For some it is not so much the silence of God which interferes with the hearing of God but the overpowering noise of life.

It is the noise of the rhythm of an alarm clock waking you day by day to go to a job where you work hard and earn a decent salary.

It is the noise of rich friendships and close family who take up so much joyous time gathered at social events: reposing with glasses raised and clinking in toasts to the great things that are happening.

It is the noise of the parental taxi going from swimming lesson, to ballet and cricket, from school to piano practice and plays in the park.

It is the noise of the luxurious life of entertainment: of movies, shows and concerts, of radios blaring and TV announcing the (good) news, whilst the computer whirrs the world into the lounge room.

Not so much an evil din as a distraction from entering the depth and purpose of our human existence as children of God. How and when and where can silence by found in this diarised cacophony? Kairos: living life in God’s time.

Saturday, 12 March 2011

Death & Change in Lent

For most people change is not readily embraced, especially changes in behaviour and lifestyle. However, again and again people who have survived whether it be through an illness or accident often speak of how their lives have changed.

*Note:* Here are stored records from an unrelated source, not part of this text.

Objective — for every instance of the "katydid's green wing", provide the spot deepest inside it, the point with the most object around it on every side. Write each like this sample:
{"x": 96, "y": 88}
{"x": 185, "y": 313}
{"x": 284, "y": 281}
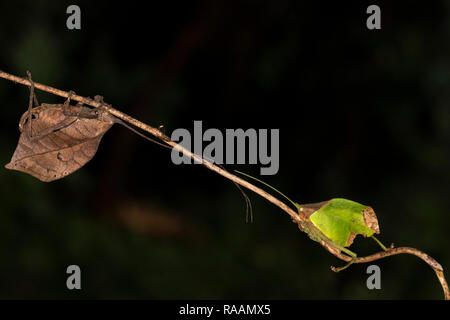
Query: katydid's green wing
{"x": 341, "y": 219}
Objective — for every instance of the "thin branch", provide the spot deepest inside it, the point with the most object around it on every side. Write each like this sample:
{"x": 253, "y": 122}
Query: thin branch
{"x": 296, "y": 217}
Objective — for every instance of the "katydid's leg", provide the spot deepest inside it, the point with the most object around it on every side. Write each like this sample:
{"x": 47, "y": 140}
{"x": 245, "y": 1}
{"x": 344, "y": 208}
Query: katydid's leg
{"x": 379, "y": 242}
{"x": 30, "y": 104}
{"x": 350, "y": 253}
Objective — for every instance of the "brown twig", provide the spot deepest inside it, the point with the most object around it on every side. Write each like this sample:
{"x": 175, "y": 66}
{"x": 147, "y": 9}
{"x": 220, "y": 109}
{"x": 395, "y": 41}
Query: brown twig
{"x": 298, "y": 218}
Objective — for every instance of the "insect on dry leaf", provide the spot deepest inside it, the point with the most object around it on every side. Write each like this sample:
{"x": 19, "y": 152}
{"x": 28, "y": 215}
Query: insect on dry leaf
{"x": 58, "y": 139}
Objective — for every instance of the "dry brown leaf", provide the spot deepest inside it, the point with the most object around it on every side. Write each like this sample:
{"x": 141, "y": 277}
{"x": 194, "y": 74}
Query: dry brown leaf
{"x": 63, "y": 139}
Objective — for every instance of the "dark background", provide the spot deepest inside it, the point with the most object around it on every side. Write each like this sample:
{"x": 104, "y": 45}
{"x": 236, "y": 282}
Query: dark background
{"x": 362, "y": 114}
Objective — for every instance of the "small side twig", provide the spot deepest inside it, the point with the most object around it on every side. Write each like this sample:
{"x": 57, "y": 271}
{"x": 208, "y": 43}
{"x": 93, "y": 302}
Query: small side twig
{"x": 297, "y": 217}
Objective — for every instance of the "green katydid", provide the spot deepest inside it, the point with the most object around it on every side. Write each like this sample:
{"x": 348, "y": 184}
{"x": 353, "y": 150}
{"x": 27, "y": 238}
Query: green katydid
{"x": 334, "y": 223}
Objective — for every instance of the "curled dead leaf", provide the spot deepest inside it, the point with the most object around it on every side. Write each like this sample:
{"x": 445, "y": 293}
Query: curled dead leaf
{"x": 63, "y": 138}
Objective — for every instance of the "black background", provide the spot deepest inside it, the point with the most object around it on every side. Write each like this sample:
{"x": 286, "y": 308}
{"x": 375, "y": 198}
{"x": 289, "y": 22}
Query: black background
{"x": 362, "y": 115}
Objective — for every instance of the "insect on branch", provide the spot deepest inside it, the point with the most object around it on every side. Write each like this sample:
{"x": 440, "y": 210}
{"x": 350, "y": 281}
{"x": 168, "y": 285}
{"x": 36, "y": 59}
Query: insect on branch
{"x": 297, "y": 217}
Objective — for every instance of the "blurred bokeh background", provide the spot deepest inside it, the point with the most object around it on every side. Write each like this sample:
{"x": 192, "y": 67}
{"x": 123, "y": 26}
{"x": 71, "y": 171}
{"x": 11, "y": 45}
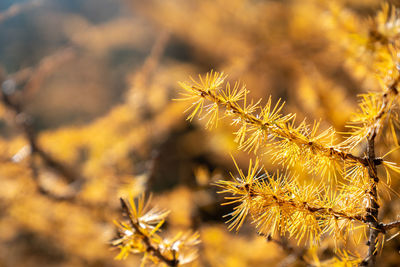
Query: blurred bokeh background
{"x": 91, "y": 83}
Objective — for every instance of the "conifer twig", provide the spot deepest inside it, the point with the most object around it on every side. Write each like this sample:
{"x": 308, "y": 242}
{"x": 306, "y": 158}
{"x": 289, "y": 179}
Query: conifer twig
{"x": 150, "y": 248}
{"x": 373, "y": 210}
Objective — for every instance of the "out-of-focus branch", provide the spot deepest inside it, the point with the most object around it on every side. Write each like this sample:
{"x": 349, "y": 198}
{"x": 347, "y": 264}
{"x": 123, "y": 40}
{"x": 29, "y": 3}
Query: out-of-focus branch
{"x": 293, "y": 253}
{"x": 15, "y": 9}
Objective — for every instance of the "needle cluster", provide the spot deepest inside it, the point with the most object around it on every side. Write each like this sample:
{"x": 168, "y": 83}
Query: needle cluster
{"x": 140, "y": 234}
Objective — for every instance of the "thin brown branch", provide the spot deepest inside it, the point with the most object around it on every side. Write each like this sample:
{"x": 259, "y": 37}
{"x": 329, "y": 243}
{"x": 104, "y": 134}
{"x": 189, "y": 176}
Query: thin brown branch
{"x": 150, "y": 247}
{"x": 373, "y": 209}
{"x": 283, "y": 133}
{"x": 388, "y": 226}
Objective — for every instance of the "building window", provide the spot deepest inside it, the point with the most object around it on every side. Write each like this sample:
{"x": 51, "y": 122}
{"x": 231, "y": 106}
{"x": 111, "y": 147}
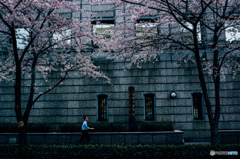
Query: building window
{"x": 232, "y": 32}
{"x": 103, "y": 29}
{"x": 146, "y": 28}
{"x": 62, "y": 38}
{"x": 22, "y": 37}
{"x": 102, "y": 107}
{"x": 197, "y": 106}
{"x": 187, "y": 36}
{"x": 149, "y": 106}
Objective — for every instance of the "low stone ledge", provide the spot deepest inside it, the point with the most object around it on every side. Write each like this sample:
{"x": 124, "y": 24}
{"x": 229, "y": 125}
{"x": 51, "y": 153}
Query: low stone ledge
{"x": 229, "y": 136}
{"x": 155, "y": 137}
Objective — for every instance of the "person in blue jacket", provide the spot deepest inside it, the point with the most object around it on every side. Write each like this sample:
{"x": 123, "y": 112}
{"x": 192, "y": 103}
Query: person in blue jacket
{"x": 85, "y": 129}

Maybe this is why on Ash Wednesday people are confronted with their mortality: "from dust you came and to dust you return". It sets the context for the Lenten journey which is about self examination and changes in life direction.

Henry David Thoreau once wrote:

“I went to the woods because I wanted to live deliberately,
I wanted to live deep and suck out all the marrow of life,
To put to rout all that was not life
and not when I had come to die
Discover that I had not lived.”

Maybe a Lenten spin on Thoreau's words could say
"I observed Lent because I wanted to live an abundant life"

Of course the abundant life offered by Christ is not something we can devise or attain for ourselves but is comes to us as gift. Yet to receive and celebrate this gift involves a willing ness to go deep as we listen for the implications of that gift and live out our experience and celebration of God's grace.